VMware Has Their Head In The Clouds #VMworld

As day 3 of the VMworld was drawing to a close SilconANGLE’s John Furrier and Wikibon’s Dave Vellante welcomed Senior Vice President and General Manager of Cloud Management for VMware, Ramin Sayar. As we have sought deeper understanding of the emerging virtualization market, Sayar spoke of the corporate culture of VMware and the direction they plan to head in the near future.

Sayar spoke of the critical need for the automation of architectural management for the promise of the cloud to be fully realized. VMware, for their part, detailed at the conference how their vCloud automation center is helping to separate the duties of management between administrators and developers.

VMware’s partner and customer attach rates have dramatically grown over the last year and a half. This is indicative of customers moving from phases 1 and 2 to phase 3 of cloud environment deployment. That represents adoption by greater than 40 percent of their customer base to a near total cloud environment.

Sayar also spoke of VMware’s new solution rewards for their partners. This, he says, helps their customers to grow and mature and eventually move to a primary cloud deployment.

With industry standard products and retention programs, VMware is now the fastest growing management group in the space. This placement in the market helps to ensure that customers that opt for VMware products will be able to expand out to network and storage integration in a shorter time period with fewer deployment-related headaches.

Sayar seems to believe the quick-patch method of converged architecture will soon be an untenable option in the enterprise. This is because the new dynamic environment can’t be managed on older infrastructures. As the aggressive and progressive movement toward OpenSource gains steam, those who make the jump from traditional or converged architecture will be at a significant advantage over those who do not.

Converged architecture, according to Sayar, will remain a cumbersome model. Customers who have been most successful have been those who look at the new paradigm and adopt it completely for their business management and output.

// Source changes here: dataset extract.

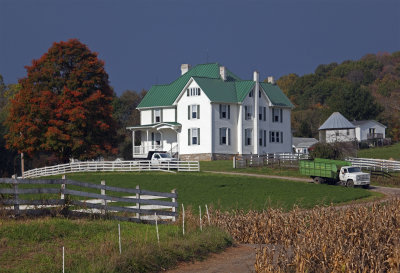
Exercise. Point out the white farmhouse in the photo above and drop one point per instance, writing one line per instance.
(210, 113)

VMware is also doubling down on machine learning to help in system monitoring. Human and policy driven management is, basically, unable to react fast enough for current business practices. Machine learning, aided by VMware’s acquisition of outfits like Integrian, will help in system provisioning and decision making.

Over the next year, VMware plans to continue their ambitious view of SDDC. They have already put out a lot of products this year and they have plans to release more in the second half of the year. Those products, according to Sayar, must be simple. VMware is keeping their eye on constant innovation. Sayar says VMware’s culture is simple: At the end of the day, you have to live, breath and die by the technology.